La couverture de cette BD est belle dans sa simplicité et le titre m’a suffisamment interpellé pour que je lise le synopsis et sache ce que Aude Mermilliod voulait nous dire. Lorsque j’ai vu qu’il s’agissait d’avortement, je n’ai pas hésité à l’emprunter. C’est un sujet qui met mal à l’aise, qu’on cache et qui est même tabou chez un bon nombre de personnes. J’étais donc curieuse d’avoir le ressenti d’une femme concernée.

Les dessins ne sont pas extraordinaires mais ils ont le mérite de transmettre les émotions et le choix des couleurs était toujours pertinent. Ce que j’ai surtout aimé dans cette BD, c’est l’honnêteté de l’auteur. Elle nous raconte son histoire en nous montrant tout ce par quoi elle est passée : la rupture, les joies des nouvelles rencontres, les symptômes, la découverte puis le processus pour avorter, la documentation, l’acte en lui même et ce qu’on oublie parfois bien vite, le deuil de cet être qui n’aura jamais vu le jour. Parce que oui, même si c’est une décision voulue et que l’auteur en l’occurrence ne la regrette pas, ça n’en reste pas moins un choc pour le corps et l’esprit dont il faut se remettre. C’est partie là en particulier m’a beaucoup touché car je n’ai pas l’impression que c’est une étape dont on parle suffisamment. Les gens pensent qu’une fois que c’est fait, c’est la liberté et on peut reprendre une vie normale. C’est probablement le cas pour certaines femmes mais pour d’autres, c’est un traumatisme qu’il faut réussir à surmonter.

J’ai aussi apprécié le fait que Aude ne critique pas le système médicale et le médecin qui l’a opéré. Elle raconte son vécu, les émotions qu’elle a ressenti sans émettre de jugement sur ce qui s’est passé et pour laisser à chaque lecteur le soin de penser ce qu’il veut de la situation. Personnellement, j’ai trouvé le médecin assez désintéressé lors de la première auscultation et beaucoup trop dans les automatismes lors de l’opération. Il dit ce qu’il fait à chaque étape pour que la patiente soit au courant (good) mais on ne sent aucune émotion, aucune empathie dans ses gestes ou ses paroles à tel point que la dernière séquence m’a révolté. Je me suis demandée comment on pouvait à ce point manquer de délicatesse…

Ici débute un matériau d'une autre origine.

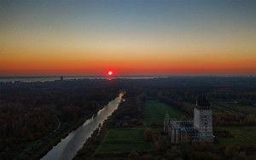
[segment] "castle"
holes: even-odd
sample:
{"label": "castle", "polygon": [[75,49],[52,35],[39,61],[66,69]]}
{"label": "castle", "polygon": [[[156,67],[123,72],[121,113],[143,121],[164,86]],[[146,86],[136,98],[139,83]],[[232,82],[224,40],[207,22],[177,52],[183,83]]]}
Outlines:
{"label": "castle", "polygon": [[164,132],[167,133],[172,143],[213,141],[212,110],[205,96],[200,95],[194,108],[194,120],[177,121],[170,119],[166,113]]}

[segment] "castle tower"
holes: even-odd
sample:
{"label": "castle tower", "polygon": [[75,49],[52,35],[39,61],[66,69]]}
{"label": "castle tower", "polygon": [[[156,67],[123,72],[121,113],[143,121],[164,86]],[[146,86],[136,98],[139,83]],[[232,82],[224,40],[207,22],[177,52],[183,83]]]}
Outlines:
{"label": "castle tower", "polygon": [[194,108],[194,128],[198,130],[199,141],[212,141],[212,110],[207,98],[201,94]]}
{"label": "castle tower", "polygon": [[164,132],[168,132],[167,128],[168,128],[169,123],[170,123],[170,117],[169,117],[168,112],[166,111],[166,118],[165,118],[165,121],[164,121]]}

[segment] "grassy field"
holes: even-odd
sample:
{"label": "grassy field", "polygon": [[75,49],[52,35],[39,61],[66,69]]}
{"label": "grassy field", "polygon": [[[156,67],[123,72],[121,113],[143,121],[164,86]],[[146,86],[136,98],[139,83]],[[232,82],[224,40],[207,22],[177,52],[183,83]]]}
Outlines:
{"label": "grassy field", "polygon": [[221,129],[228,130],[233,137],[220,138],[219,145],[255,145],[256,144],[256,127],[245,126],[245,127],[223,127],[218,128]]}
{"label": "grassy field", "polygon": [[144,140],[143,134],[144,129],[142,128],[109,129],[95,154],[154,150],[153,142]]}
{"label": "grassy field", "polygon": [[170,117],[179,118],[185,116],[181,111],[157,100],[148,100],[144,103],[144,119],[147,124],[154,123],[163,124],[166,111]]}

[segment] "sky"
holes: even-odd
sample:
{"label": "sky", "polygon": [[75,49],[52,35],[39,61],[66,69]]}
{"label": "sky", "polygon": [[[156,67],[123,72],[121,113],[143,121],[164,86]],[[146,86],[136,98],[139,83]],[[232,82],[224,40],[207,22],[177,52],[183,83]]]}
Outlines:
{"label": "sky", "polygon": [[256,74],[253,0],[2,0],[0,75]]}

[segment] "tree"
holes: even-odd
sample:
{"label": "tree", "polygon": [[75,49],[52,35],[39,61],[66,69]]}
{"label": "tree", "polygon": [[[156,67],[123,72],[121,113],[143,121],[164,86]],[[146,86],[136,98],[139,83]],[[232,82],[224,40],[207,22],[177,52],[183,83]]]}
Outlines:
{"label": "tree", "polygon": [[147,141],[153,140],[153,131],[150,129],[146,129],[144,131],[144,138]]}
{"label": "tree", "polygon": [[140,155],[137,151],[131,151],[128,157],[130,160],[139,160]]}

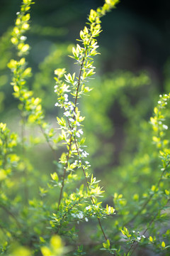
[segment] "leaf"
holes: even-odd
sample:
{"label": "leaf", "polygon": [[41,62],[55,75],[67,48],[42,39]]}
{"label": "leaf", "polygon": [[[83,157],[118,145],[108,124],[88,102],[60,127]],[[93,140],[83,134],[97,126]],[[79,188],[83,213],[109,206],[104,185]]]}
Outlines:
{"label": "leaf", "polygon": [[162,247],[163,248],[165,247],[165,242],[164,242],[164,241],[162,242]]}

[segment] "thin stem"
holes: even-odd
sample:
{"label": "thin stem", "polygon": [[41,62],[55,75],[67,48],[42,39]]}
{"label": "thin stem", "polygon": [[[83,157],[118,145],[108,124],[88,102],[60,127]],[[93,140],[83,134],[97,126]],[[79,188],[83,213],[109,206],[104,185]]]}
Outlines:
{"label": "thin stem", "polygon": [[[76,94],[75,103],[74,103],[74,105],[75,105],[74,112],[75,112],[75,110],[76,110],[76,102],[77,102],[77,98],[78,98],[79,89],[79,86],[80,86],[81,75],[82,68],[83,68],[83,65],[84,65],[84,60],[85,60],[86,53],[86,48],[84,50],[84,55],[82,62],[81,62],[81,65],[80,65],[79,75],[79,80],[78,80],[78,85],[77,85],[77,87],[76,87]],[[74,116],[74,119],[75,119],[75,116]],[[68,121],[69,127],[70,129],[72,129],[72,127],[71,127],[71,124],[70,124],[70,122],[69,122],[68,118],[67,118],[67,121]],[[58,202],[58,209],[59,209],[59,207],[60,207],[60,203],[61,203],[61,200],[62,200],[62,191],[63,191],[63,188],[64,188],[64,180],[65,180],[65,176],[66,176],[66,169],[67,169],[67,166],[68,165],[68,162],[69,162],[69,151],[70,151],[70,149],[71,149],[72,142],[72,134],[71,134],[67,159],[67,161],[66,161],[66,164],[65,164],[65,166],[64,167],[64,174],[63,174],[63,176],[62,176],[62,188],[61,188],[61,190],[60,190],[60,194],[59,202]]]}
{"label": "thin stem", "polygon": [[18,227],[21,229],[21,225],[18,220],[17,220],[16,217],[11,213],[8,209],[7,209],[4,206],[0,205],[0,208],[1,208],[4,210],[5,210],[10,216],[11,216],[13,220],[16,220],[16,223],[18,225]]}
{"label": "thin stem", "polygon": [[[157,182],[157,184],[155,187],[155,191],[157,190],[157,188],[159,188],[160,183],[162,181],[162,179],[164,175],[165,171],[166,171],[166,169],[168,167],[168,166],[169,165],[170,162],[168,162],[168,164],[166,164],[164,171],[162,174],[162,176],[159,178],[159,180]],[[138,216],[138,215],[144,209],[144,208],[147,206],[147,205],[150,202],[151,199],[152,198],[152,197],[154,196],[154,193],[151,194],[150,196],[149,197],[149,198],[146,201],[146,202],[142,205],[142,206],[141,207],[141,208],[137,212],[137,213],[128,221],[127,221],[125,223],[123,224],[123,226],[125,226],[126,225],[128,225],[129,223],[130,223],[131,221],[134,221],[136,218]]]}
{"label": "thin stem", "polygon": [[[26,156],[26,148],[24,145],[24,138],[26,134],[26,123],[23,112],[21,112],[21,143],[22,143],[22,151],[23,151],[23,159]],[[25,193],[25,202],[26,204],[28,203],[28,174],[27,174],[27,168],[24,169],[24,176],[26,178],[25,186],[24,186],[24,193]]]}
{"label": "thin stem", "polygon": [[39,126],[40,126],[40,129],[41,129],[41,132],[42,132],[42,134],[43,134],[44,137],[45,137],[45,139],[46,139],[46,142],[47,142],[47,144],[48,144],[50,149],[51,149],[51,150],[52,150],[52,154],[53,154],[53,156],[54,156],[54,159],[56,160],[55,151],[55,149],[52,148],[51,144],[50,143],[49,139],[48,139],[48,137],[47,137],[47,134],[45,134],[45,131],[43,130],[42,126],[41,126],[40,124]]}
{"label": "thin stem", "polygon": [[[76,142],[76,140],[75,137],[74,137],[74,142],[75,142],[75,144],[76,144],[76,148],[77,154],[78,154],[78,156],[80,156],[80,154],[79,154],[79,149],[78,149],[77,142]],[[81,164],[82,164],[82,163],[81,163]],[[88,190],[89,190],[89,183],[88,183],[87,178],[86,178],[86,174],[85,174],[85,170],[84,170],[82,164],[81,164],[81,169],[82,169],[82,171],[83,171],[83,173],[84,173],[84,177],[85,177],[85,179],[86,179],[86,186],[87,186],[87,188],[88,188]],[[91,201],[93,205],[95,205],[94,198],[93,198],[91,196]],[[104,230],[103,230],[103,228],[102,228],[101,223],[101,220],[100,220],[100,218],[99,218],[98,217],[97,217],[97,218],[98,218],[98,222],[99,226],[100,226],[100,228],[101,228],[101,231],[102,231],[102,233],[103,233],[103,236],[104,236],[104,238],[105,238],[105,240],[107,241],[108,238],[107,238],[107,237],[106,237],[106,234],[105,234],[105,232],[104,232]]]}
{"label": "thin stem", "polygon": [[72,146],[72,137],[71,135],[70,137],[70,141],[69,141],[69,151],[68,151],[68,154],[67,154],[67,161],[65,164],[65,166],[64,167],[64,174],[63,174],[63,176],[62,176],[62,188],[60,190],[60,197],[59,197],[59,202],[58,202],[58,209],[61,203],[61,200],[62,200],[62,191],[63,191],[63,188],[64,186],[64,181],[65,181],[65,176],[66,176],[66,169],[67,167],[68,166],[68,162],[69,162],[69,152],[71,150],[71,146]]}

Quant au témoignage de Martin Winckler, je l’ai trouvé intéressante dans le sens où il nous montre les deux envers du décor, c’est-à-dire celui d’être un homme et de ne pas comprendre à 100% le corps des femmes et celui de médecin qui va procéder à l’avortement.
J’ai apprécié découvrir son parcours, ce qui l’a inspiré à partir dans la médecine généraliste puis à procéder à des IVGs. J’ai aimé son intérêt pour les femmes. Ce besoin de les aider et de leur faire éviter la douleur à tout prix, ainsi que la fougue de la jeunesse vont lui faire commettre quelques erreurs. En effet, au début, il a du mal à comprendre comment une femme peut tomber enceinte, alors qu’elle ne veut pas d’enfants, avec toutes les méthodes contraceptives qui existent, ni pourquoi les hommes ne se sentent pas plus concernés par le sujet ? etc. Mais grâce à son entourage et son expérience, il va apprendre de ses erreurs et tout faire pour connaître du mieux possible la douleur des femmes à chaque étape du processus, les accompagner sur ce chemin si difficile et essayer de les comprendre, les écouter et surtout ne pas les juger.

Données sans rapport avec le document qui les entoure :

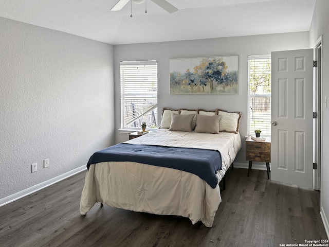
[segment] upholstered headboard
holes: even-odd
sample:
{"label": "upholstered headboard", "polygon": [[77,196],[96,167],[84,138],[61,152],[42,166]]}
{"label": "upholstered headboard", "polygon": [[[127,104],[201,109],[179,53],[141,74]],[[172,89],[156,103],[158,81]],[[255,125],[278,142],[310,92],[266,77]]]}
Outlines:
{"label": "upholstered headboard", "polygon": [[[191,118],[191,117],[187,117],[187,116],[174,116],[173,118],[173,114],[178,115],[194,114],[194,116]],[[213,117],[211,117],[212,116]],[[219,116],[219,117],[216,117],[215,116]],[[209,117],[207,117],[207,116]],[[163,108],[161,125],[159,128],[170,129],[171,127],[173,127],[173,129],[172,128],[171,130],[188,131],[191,130],[191,131],[194,130],[196,132],[207,132],[207,130],[213,129],[214,125],[217,125],[219,122],[218,132],[237,133],[242,117],[242,114],[241,112],[231,112],[219,109],[208,111],[200,109],[175,110]],[[189,122],[190,118],[192,119],[191,123]],[[207,119],[209,120],[209,122],[207,122]],[[174,125],[172,125],[173,120],[174,120]],[[191,124],[191,128],[190,128],[190,123]],[[202,126],[204,127],[200,129]],[[196,130],[195,130],[196,128]],[[215,132],[212,131],[212,132],[208,133]]]}

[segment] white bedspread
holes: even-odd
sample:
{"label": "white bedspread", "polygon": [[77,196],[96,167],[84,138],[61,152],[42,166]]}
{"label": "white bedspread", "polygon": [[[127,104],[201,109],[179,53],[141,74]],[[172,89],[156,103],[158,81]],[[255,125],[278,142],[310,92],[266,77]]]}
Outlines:
{"label": "white bedspread", "polygon": [[[218,181],[241,148],[239,133],[163,129],[126,143],[217,150],[222,159]],[[86,214],[100,202],[135,211],[181,216],[189,218],[193,224],[201,221],[211,227],[221,201],[219,186],[213,189],[194,174],[133,162],[103,162],[92,165],[86,174],[80,213]]]}

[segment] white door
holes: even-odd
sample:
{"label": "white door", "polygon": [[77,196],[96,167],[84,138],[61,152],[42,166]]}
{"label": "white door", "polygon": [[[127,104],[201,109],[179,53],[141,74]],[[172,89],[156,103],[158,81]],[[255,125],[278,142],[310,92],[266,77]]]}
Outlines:
{"label": "white door", "polygon": [[313,49],[271,60],[271,179],[312,188]]}

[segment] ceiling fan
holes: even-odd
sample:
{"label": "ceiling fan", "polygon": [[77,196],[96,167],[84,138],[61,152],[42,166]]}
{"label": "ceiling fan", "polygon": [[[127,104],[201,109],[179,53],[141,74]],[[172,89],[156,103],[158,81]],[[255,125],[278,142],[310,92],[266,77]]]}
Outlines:
{"label": "ceiling fan", "polygon": [[[142,4],[146,0],[119,0],[118,3],[111,9],[112,11],[116,11],[121,10],[123,7],[128,3],[130,1],[132,1],[136,4]],[[178,10],[178,9],[175,6],[172,5],[166,0],[151,0],[155,4],[161,7],[164,10],[170,13],[174,13]]]}

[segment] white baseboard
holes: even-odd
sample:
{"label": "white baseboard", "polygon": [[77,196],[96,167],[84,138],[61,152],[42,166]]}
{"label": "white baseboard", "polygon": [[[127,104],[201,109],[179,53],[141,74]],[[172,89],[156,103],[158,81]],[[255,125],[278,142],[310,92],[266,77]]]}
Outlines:
{"label": "white baseboard", "polygon": [[[271,167],[271,165],[270,165],[270,168]],[[237,162],[234,163],[234,167],[237,168],[244,168],[244,169],[248,169],[249,167],[248,163],[240,163]],[[263,164],[257,164],[253,163],[252,163],[252,169],[253,170],[266,170],[266,164],[264,163]]]}
{"label": "white baseboard", "polygon": [[321,206],[321,210],[320,210],[320,215],[321,215],[321,218],[322,219],[322,222],[324,226],[325,232],[327,233],[327,237],[329,238],[329,224],[328,224],[328,220],[325,216],[325,213],[324,213],[324,210],[323,210],[323,208],[322,206]]}
{"label": "white baseboard", "polygon": [[69,178],[70,177],[75,175],[77,173],[81,172],[84,170],[86,170],[86,169],[87,167],[85,165],[82,166],[80,166],[80,167],[78,167],[77,168],[72,170],[71,171],[65,172],[62,175],[60,175],[59,176],[57,176],[55,178],[49,179],[49,180],[43,182],[33,186],[30,187],[30,188],[28,188],[27,189],[25,189],[20,192],[15,193],[14,194],[9,196],[7,197],[3,198],[2,199],[0,199],[0,207],[4,206],[6,204],[8,204],[8,203],[10,203],[11,202],[12,202],[14,201],[16,201],[16,200],[19,200],[22,197],[28,196],[29,195],[34,193],[34,192],[36,192],[38,190],[40,190],[41,189],[46,188],[46,187],[50,186],[52,184],[58,183],[59,182],[63,180],[67,179],[67,178]]}

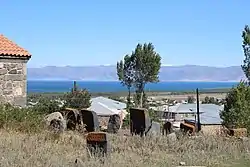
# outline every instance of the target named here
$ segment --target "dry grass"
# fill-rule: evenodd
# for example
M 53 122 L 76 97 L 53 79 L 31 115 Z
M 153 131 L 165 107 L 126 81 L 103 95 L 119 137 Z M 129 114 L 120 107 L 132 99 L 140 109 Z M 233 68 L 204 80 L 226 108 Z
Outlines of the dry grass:
M 250 142 L 202 137 L 170 143 L 166 137 L 144 138 L 110 135 L 112 153 L 104 164 L 87 156 L 84 136 L 66 132 L 55 136 L 48 132 L 23 134 L 0 131 L 1 167 L 74 166 L 79 158 L 87 167 L 142 167 L 186 165 L 250 166 Z

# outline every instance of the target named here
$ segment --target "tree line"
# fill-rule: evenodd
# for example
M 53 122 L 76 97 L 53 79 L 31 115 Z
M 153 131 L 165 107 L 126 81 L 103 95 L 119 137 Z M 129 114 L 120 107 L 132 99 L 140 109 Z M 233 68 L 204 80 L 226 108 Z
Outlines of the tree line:
M 226 95 L 223 101 L 224 110 L 220 112 L 226 127 L 246 127 L 250 130 L 250 29 L 246 25 L 242 31 L 242 48 L 244 60 L 241 68 L 246 76 Z M 154 50 L 152 43 L 138 44 L 131 54 L 117 62 L 117 76 L 121 84 L 128 89 L 127 103 L 131 105 L 131 91 L 135 90 L 135 105 L 146 106 L 145 85 L 159 82 L 161 57 Z M 190 97 L 189 101 L 193 99 Z M 204 103 L 216 103 L 215 99 L 207 97 Z

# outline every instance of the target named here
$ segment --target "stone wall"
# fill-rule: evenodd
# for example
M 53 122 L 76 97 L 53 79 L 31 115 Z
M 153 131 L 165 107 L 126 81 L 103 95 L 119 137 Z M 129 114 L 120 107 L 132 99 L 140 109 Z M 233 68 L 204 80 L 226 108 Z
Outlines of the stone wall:
M 0 59 L 0 102 L 26 105 L 27 60 Z

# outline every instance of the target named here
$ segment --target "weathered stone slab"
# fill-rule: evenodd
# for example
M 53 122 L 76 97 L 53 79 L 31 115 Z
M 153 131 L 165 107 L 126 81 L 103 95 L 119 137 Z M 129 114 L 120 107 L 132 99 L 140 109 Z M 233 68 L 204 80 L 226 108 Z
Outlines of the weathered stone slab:
M 90 156 L 107 156 L 110 155 L 110 144 L 108 135 L 105 132 L 90 132 L 86 138 L 87 151 Z

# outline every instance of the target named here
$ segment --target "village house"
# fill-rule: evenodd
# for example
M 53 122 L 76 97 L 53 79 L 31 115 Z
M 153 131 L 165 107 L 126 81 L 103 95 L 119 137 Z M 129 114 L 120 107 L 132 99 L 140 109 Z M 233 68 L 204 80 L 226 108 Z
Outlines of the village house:
M 26 106 L 27 67 L 31 54 L 0 34 L 0 103 Z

Bref, « Il fallait que je vous le dise » est un beau témoignage sur l’avortement. On a aussi bien le point de vue d’une personne qui avorte que celui d’un professionnel de la santé qui procède à l’opération. J’ai aimé l’aspect humain qui ressort de cette BD, la simplicité des sentiments malgré la complexité de la situation. J’ai aimé qu’on nous montre l’avant, le pendant et l’après IVG. C’est important de parler de toutes les étapes et de toutes les personnes concernées. J’ai aimé l’absence de jugement de Aude sur son parcours et la remise en question constante de Martin sur ses méthodes de travail. C’est une BD humaine, inspirante et nécessaire.